Concrete Bleeding Study
The water-cement ratio plays a significant role in concrete bleeding. Higher water-cement ratios result in longer setting and hardening times for cement, more free water, and increased bleeding in concrete. Excessive admixture or the addition of retarding components can also lead to large bleeding and segregation of freshly mixed concrete. This causes a considerable amount of free water to leak out of the concrete surface, affecting cement setting and hardening, and reducing the water retention performance of the concrete.
Cement, as the most important cementitious material in concrete, greatly influences concrete bleeding. Cement’s setting time, fineness, surface area, and particle distribution all impact concrete bleeding performance. Longer setting times of cement lead to longer setting times for the prepared concrete, making it more prone to bleeding. Coarser cement with a smaller surface area and fewer fine particles (<5μm) in the particle distribution increases the likelihood of concrete bleeding due to inadequate hydration product sealing of capillaries.

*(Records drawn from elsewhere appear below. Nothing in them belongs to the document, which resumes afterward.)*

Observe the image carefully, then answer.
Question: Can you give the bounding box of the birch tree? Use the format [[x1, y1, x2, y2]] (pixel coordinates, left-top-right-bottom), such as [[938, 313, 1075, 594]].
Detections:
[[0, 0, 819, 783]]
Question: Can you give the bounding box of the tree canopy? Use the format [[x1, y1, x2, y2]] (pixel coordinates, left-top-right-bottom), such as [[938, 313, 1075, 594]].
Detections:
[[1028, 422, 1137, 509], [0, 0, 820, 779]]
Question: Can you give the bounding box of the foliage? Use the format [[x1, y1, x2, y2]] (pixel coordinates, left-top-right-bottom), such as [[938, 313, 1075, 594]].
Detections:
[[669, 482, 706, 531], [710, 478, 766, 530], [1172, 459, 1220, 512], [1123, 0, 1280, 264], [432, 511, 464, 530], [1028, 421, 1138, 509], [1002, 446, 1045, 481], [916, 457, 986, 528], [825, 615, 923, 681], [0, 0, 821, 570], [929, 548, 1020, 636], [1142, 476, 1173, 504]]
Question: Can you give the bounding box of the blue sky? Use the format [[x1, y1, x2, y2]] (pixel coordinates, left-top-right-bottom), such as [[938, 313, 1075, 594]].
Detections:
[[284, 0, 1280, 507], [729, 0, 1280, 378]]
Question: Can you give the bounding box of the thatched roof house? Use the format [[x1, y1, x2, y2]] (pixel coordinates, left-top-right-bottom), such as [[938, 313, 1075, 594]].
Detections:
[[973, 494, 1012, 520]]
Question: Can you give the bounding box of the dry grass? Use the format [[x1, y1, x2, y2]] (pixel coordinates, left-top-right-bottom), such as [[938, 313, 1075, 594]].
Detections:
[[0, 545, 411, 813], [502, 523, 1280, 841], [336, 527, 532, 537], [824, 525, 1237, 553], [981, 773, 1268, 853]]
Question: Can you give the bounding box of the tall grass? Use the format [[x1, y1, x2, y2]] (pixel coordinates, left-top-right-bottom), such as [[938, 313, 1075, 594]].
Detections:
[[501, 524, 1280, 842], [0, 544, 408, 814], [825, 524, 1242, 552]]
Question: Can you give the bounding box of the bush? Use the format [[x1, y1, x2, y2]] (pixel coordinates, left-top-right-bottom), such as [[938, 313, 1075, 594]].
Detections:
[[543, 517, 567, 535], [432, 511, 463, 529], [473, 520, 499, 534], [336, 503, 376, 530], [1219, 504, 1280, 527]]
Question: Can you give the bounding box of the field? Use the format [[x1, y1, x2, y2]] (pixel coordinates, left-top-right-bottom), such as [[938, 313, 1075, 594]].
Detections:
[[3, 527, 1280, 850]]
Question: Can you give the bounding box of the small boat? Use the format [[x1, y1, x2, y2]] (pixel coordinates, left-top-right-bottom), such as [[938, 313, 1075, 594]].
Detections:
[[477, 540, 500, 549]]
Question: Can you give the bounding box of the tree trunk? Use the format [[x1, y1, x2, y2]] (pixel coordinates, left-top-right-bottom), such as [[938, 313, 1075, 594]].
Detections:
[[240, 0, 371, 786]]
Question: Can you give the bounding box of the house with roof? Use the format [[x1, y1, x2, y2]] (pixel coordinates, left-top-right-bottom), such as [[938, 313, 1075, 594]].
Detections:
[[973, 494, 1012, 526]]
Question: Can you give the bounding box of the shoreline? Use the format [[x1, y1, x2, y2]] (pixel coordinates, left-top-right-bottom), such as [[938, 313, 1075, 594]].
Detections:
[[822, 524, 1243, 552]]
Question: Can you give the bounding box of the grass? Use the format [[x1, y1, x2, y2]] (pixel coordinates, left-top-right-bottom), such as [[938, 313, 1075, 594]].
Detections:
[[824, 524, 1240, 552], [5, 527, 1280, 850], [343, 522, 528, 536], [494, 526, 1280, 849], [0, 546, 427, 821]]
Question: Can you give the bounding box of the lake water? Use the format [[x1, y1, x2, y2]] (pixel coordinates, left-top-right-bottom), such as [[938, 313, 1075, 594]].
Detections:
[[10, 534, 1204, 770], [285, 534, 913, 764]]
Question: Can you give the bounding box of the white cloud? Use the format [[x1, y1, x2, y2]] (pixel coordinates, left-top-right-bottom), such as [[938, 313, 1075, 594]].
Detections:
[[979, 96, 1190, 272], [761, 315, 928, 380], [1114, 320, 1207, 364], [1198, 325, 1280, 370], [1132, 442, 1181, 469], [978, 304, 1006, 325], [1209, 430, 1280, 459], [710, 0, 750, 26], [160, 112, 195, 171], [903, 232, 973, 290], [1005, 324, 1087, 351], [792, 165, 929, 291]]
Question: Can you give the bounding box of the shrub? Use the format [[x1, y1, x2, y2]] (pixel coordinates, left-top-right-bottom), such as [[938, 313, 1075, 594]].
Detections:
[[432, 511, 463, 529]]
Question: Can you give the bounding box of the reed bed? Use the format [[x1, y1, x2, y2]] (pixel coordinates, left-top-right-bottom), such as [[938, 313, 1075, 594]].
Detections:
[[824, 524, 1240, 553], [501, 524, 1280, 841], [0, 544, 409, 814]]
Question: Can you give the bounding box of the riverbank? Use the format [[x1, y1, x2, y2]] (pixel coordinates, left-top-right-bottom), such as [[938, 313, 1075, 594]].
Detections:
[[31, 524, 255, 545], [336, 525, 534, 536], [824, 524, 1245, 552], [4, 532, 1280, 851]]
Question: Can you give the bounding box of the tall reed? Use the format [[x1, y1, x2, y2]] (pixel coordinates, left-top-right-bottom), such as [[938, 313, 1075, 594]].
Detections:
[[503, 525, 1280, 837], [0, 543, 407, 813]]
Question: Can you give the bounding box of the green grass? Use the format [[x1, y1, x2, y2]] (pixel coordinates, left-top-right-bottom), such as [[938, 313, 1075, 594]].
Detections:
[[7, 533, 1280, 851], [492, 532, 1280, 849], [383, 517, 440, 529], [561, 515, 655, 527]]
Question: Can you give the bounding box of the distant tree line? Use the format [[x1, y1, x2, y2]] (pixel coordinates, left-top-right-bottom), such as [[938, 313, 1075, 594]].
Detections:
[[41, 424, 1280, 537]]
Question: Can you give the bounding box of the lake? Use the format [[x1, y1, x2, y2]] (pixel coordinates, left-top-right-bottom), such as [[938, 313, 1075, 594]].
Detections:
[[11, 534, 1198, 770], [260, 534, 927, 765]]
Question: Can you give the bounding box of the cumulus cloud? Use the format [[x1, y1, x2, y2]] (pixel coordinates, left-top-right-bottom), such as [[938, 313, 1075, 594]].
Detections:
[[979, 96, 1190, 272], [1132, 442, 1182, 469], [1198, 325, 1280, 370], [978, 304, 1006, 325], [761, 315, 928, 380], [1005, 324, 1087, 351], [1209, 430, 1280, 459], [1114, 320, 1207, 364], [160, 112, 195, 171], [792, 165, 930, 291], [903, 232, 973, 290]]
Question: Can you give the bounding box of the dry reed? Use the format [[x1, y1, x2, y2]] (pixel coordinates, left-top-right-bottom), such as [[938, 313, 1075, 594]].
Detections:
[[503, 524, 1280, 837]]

The harm caused by concrete bleeding includes poor surface strength, weathering resistance, and erosion resistance. The water floating on the concrete surface creates bleeding channels, increasing permeability and allowing harmful substances to enter the concrete, leading to surface damage. The appearance of laitance on the surface due to bleeding lowers the concrete’s strength and wear resistance, particularly problematic for concrete surfaces requiring wear resistance, such as road surfaces.
Concrete Bleeding Study by Low Field NMR
Low-field NMR analysis is a novel technology that has emerged recently for measuring the physical parameters of cement and rock. This technology utilizes the fact that water has a significant number of hydrogen protons, which are the signal source of NMR. By calibrating the NMR signal, the mass of water in substances can be accurately measured. This method allows for the calculation of pore volume in porous media by measuring water mass and its known density after vacuum saturation. Consequently, it enables the study of pore structure changes in various cement-based materials.
Concrete bleeding is an essential aspect of fresh concrete workability, with water-cement ratio and cement properties being critical factors. Understanding the nature of concrete bleeding and utilizing advanced technologies like low-field NMR can help researchers and engineers optimize concrete mixtures and enhance concrete performance in various applications.